2011/10/04

世界一やさしい問題解決の授業 / 渡辺健介


世界一やさしい問題解決の授業」を読みました。

この本は、一言でいうと「問題解決技術を子どもたちにも!」な一冊です。

著者はどんな人?
著者は渡辺健介さんという方。イェール大学、マッキンゼー、ハーバードビジネススクールを経て「デルタスタジオ」という会社を立ち上げられた方です(経歴スゴイ)。

目的
問題解決の基本をもう一度おさらいし、技術を高めるために読みました。
(基礎を強化することの大切さを最近身にしみて感じています)

目次
まえがき
1限目 問題解決能力を身につけよう
2限目 問題の原因を見極め、打ち手を考える
3限目 目標を設定し、達成する方法を決める
あとがき
1限目~3限目、という3部構成です。

まず1限目で問題解決の基本プロセスとツールを紹介したあと、2限目でマイナスをゼロにするタイプの問題解決、3限目で「目標達成」というゼロをプラスにするタイプの問題解決が取り上げてあります。


ビジネス書をわかりやすく解説するPersonal MBAにならって、以下、本書のエッセンスを7文にまとめてみました。

#1 問題解決手法とは、問題をうまく解決するための普遍的プロセスとツール群

問題解決の手法とは、「現状の理解」に始まり「実行」に終わる一連のプロセス。プラス、各プロセスで使うツール群のことをさします。

問題解決とは、ひらたくいえば、「現状を正確に理解し」「問題の原因を見極め」「効果的な打ち手まで考え抜き」「実行する」ことです。

#2 問題解決には一定の型がある

問題解決を効果的・効率的に行うためには、解決策やアクションにいきなり飛びついてはいけません。

まずは現状を理解し、そして、問題と原因を突き止め、打ち手を考え、実行する。その基本型に忠実に作業を進めることが、最終的には、より素早くスムーズな問題解決につながります。

そして、原因を特定するときも、打ち手を考えるときも、大切なのは、いきなり答えを出すのではなく「選択肢を洗い出してから取捨選択をする」ということです。この「広げてから絞り込む」というやリ方は、IDEOが提唱するデザイン思考のお話にも出てきます。

It is a series of divergent and convergent steps. During divergence we are creating choices and during convergence we are making choices.
(意訳)
それ(デザイン思考)は拡散と収束からなる一連のステップです。拡散のステップでは選択肢を出し、収束のステップでは選択します。

この「広げてから絞り込む」のときに活躍するのが、後ほど述べる「○○の木」です。

#3 問題解決の型を身につけるといろんな問題に対処しやすくなる

問題解決の型を身につけることで、仕事の問題、生活の問題、古い問題、新しい問題。いろんな問題が解決しやすくなります。

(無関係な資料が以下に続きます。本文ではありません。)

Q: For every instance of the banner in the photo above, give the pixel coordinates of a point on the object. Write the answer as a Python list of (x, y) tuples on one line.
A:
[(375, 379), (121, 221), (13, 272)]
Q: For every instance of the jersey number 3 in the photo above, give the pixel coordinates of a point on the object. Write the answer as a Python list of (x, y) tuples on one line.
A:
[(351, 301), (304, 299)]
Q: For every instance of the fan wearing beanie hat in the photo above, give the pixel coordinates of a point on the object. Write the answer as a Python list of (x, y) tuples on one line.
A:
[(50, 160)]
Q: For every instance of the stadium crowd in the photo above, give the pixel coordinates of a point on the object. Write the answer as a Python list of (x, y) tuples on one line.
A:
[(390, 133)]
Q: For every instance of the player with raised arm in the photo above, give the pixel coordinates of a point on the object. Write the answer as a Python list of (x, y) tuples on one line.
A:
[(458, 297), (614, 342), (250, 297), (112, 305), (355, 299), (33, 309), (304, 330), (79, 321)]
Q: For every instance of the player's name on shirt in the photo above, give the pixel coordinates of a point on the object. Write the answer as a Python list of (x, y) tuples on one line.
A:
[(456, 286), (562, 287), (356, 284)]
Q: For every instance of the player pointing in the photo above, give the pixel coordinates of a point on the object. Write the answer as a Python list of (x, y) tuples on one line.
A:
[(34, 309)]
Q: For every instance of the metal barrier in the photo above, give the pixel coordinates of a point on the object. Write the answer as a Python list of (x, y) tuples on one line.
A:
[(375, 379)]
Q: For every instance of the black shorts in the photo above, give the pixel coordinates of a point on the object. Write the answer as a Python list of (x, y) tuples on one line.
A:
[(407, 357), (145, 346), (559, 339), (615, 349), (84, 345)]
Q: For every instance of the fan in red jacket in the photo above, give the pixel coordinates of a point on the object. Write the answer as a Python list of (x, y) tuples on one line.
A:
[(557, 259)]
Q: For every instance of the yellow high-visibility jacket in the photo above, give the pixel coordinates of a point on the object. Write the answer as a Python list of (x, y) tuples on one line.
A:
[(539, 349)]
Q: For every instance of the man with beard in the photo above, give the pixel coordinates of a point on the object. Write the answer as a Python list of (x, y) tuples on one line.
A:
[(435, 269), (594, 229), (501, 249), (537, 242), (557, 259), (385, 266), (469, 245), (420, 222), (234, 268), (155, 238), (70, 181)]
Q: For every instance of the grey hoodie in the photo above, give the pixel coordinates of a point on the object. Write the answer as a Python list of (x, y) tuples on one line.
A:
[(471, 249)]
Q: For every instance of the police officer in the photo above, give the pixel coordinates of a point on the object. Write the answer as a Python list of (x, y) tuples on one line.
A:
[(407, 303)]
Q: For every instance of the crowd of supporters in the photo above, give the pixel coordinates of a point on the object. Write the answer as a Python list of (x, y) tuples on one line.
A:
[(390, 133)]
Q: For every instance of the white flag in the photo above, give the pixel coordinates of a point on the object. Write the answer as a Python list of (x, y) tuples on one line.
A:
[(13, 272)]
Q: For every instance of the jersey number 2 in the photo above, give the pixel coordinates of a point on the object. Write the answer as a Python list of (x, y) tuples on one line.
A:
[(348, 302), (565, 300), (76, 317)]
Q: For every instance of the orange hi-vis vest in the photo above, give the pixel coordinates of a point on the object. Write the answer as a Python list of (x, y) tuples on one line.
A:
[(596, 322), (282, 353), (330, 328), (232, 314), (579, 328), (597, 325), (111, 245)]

もちろん、問題が必ず解決できるとはかぎりませんが、これを身につけるのとつけないのとでは、アクションの精度が格段に変わってきます。

#4 もっとも便利な型は「○○の木」

問題解決のあらゆる場面で使えるもっとも便利なツールは「木」です。

ものごとを分解するとき、グループを分類するとき、選択肢を出すとき。あらゆるフェーズで木を使うことができます。一般的には「ロジックツリー」「ピラミッドストラクチャ」という言葉が使われることが多いですが、本書では
  • 分解の木
  • はい、いいえの木
  • 仮説の木
と、全部日本語でわかりやすい名前がつけられています。

有名な「マインドマップ」も、構造的にはツリーの一種ですね。

#5 他にもいろんな型

「木」以外にも、問題解決の各フェーズで役に立つ、さまざまなツールが存在します。
  • 課題分析シート
  • 二次元マップ
  • タスクリスト
  • ウォーターフォールチャート
  • プロコンリスト
  • 評価軸×評価リスト

これらを身につけると、身につけた分だけよりスムーズに問題解決を行うことができます。

ただ、これらを全部一気に使えるようにすると大変なので、まずは「木」をきちんと習得して、その後にひとつずつクリアしていくのがよさそうです(私自身も、うまく使えないのがたくさんあります・・・)。

#6 問題解決は自主性の源泉になるからこそ、価値がある

問題解決の手法に価値があるのは、それを身につけると最終、「人生をより自主的に生きられるから」。
「考え抜く技術」、そして「考え抜き、行動する癖」を身につければ、(中略)自ら責任が持てる人生、後悔しない人生を生きることができるようになるのです。
問題解決能力を身につければ、より主体的に生きることができるようになります。多面的に物事を見る力、本質を見極める力、打ち手を具体的な行動に落とし込む力を鍛えることができるからです。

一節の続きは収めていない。